Thanks for the link! I'm a little surprised by the price of the three-disc set: about 18 bucks, or $6 per LP. That seems high for any Record Corp. of American release, but that was the list price, and I suspect they sold for less. What a positive review--most of the pieces don't belong in such a series, a famous Gershwin number is too slight to merit a review (of course, the Gershwin is an orchestrated piano selection), no mention of Paine, etc. Sorry these works didn't live up to the reviewer's expectations, but I go with your assessment--the LP is interesting and since I don't share the standard prejudice against light concert fare that HF seemed afflicted with (its reviewers especially hated Grofe), I can't possibly share the same sniffy attitude.
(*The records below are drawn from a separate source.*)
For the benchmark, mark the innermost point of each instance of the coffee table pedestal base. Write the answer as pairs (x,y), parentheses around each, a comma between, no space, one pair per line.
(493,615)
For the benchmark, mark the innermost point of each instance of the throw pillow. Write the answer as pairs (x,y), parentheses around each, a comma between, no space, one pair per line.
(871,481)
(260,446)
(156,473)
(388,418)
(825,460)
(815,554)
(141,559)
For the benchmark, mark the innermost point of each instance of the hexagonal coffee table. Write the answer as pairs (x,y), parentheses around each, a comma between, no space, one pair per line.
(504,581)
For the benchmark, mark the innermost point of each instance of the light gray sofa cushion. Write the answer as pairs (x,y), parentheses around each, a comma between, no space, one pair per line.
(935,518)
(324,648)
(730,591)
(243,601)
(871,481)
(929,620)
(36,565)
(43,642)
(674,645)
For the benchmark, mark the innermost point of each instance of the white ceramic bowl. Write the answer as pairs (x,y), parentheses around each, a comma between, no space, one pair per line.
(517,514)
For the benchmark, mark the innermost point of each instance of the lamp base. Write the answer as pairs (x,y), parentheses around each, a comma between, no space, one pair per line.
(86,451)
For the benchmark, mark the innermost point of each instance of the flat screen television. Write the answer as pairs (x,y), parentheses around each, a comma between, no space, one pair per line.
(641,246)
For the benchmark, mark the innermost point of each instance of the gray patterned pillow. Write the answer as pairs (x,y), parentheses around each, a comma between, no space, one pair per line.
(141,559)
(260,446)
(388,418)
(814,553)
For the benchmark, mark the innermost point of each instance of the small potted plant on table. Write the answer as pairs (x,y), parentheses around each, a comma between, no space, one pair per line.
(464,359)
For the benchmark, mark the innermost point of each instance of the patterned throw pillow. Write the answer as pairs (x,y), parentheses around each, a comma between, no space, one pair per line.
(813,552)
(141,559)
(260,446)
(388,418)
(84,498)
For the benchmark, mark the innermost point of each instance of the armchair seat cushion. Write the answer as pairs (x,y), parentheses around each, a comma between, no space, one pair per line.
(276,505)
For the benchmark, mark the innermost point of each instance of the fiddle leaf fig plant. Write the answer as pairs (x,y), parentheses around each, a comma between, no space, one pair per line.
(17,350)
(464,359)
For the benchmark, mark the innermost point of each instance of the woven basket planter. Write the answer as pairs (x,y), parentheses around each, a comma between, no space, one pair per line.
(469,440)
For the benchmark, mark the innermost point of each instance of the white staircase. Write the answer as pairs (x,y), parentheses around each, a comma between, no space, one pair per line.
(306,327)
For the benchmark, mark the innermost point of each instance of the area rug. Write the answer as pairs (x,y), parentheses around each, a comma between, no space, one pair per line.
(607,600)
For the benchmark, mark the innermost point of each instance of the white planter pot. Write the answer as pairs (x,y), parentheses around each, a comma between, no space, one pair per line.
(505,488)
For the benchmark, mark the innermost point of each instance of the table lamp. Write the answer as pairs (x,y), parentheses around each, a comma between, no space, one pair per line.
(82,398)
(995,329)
Allegro-Elite was going the way of NAXOS by keeping an open mind and finding value in music not especially "serious" but beautifully written and satisfying (Grofe's "Niagara Falls Suite," for instance). If Korn was ticking off such biased reviewers, he was doing something right. (But thanks again for the review, despite its tone of harsh dismissal. And that Gershwin number, in both its piano and orchestrated version, is brilliant any way we cut it: Gershwin's amazing way with the basic 12-bar blues scheme.) This reviewer needed to chill.

Lee Hartsfeld said...

Buster,

nd I should have said, "The then-standard prejudice" against anything less than "serious." Nowadays, lighter Classical works have a much better chance of being appreciated and praised by critics, though some critics are still part of the "Why is such junk being bothered with?"--an attitude that, for years, functioned as the standard response to, for instance, the "Grand Canyon Suite." This series' mix of substantial and, in some instances, ultra-light selections was anathema to most "serious" reviewers. And the historical context, I suspect, was the general public's preference for mood/easy listening fare--light concert treatments of pop and middlebrow numbers, when everyone "should have been" listening to Charles Ives, Prokofiev, et al. Probably the reason Kostelanetz and other conductors in that vein were snottily labeled "semi-Class." Possibly, there's an error in reasoning behind this attitude: Namely, the fallacy that "If the public likes it, it must be junk." Apply that to "South Pacific" or the gorgeous parlor and "Ethiopian" songs of Foster. And my soapbox is giving way, to I'd better get off of it...

Buster said...

Lee - Well said. The reviewer was Alfred Frankenstein, the critic of the San Francisco Chronicle. I think he was reacting to title compared to the dearth of American music on record (although both the ARS and Hanson series were in process then), as if to say, "These trifles add up to 'A Panorama of American Orchestral Music'?"

Anonymous said...

Dave from Ardmore does not see any demarcation between symphonic music meant for the BSO or the Boston Pops. I live in Philly whose orchestra will never play Ketelbey or Ives, both of whom are beloved to me.

Lee Hartsfeld said...

Dave from Ardmore,

Just now seeing your comment, since Blogger has ruined the comment notification process ("for security reasons"--the standard excuse for making a service worse). I totally agree with your point re Ives and Ketelbey. A true lover of music should be able to dig Leroy Anderson, Ketelbey, Grofe, and other worthy light composers, as well as Honegger, Mozart, Ravel, and Prokofiev. I think what's at play is the prejudice that any symphonic music liked by "the masses" is beneath consideration. No "Deep Purple," "Holiday for Strings," "Syncopated Clock" for the truly discerning. I.e., snobs.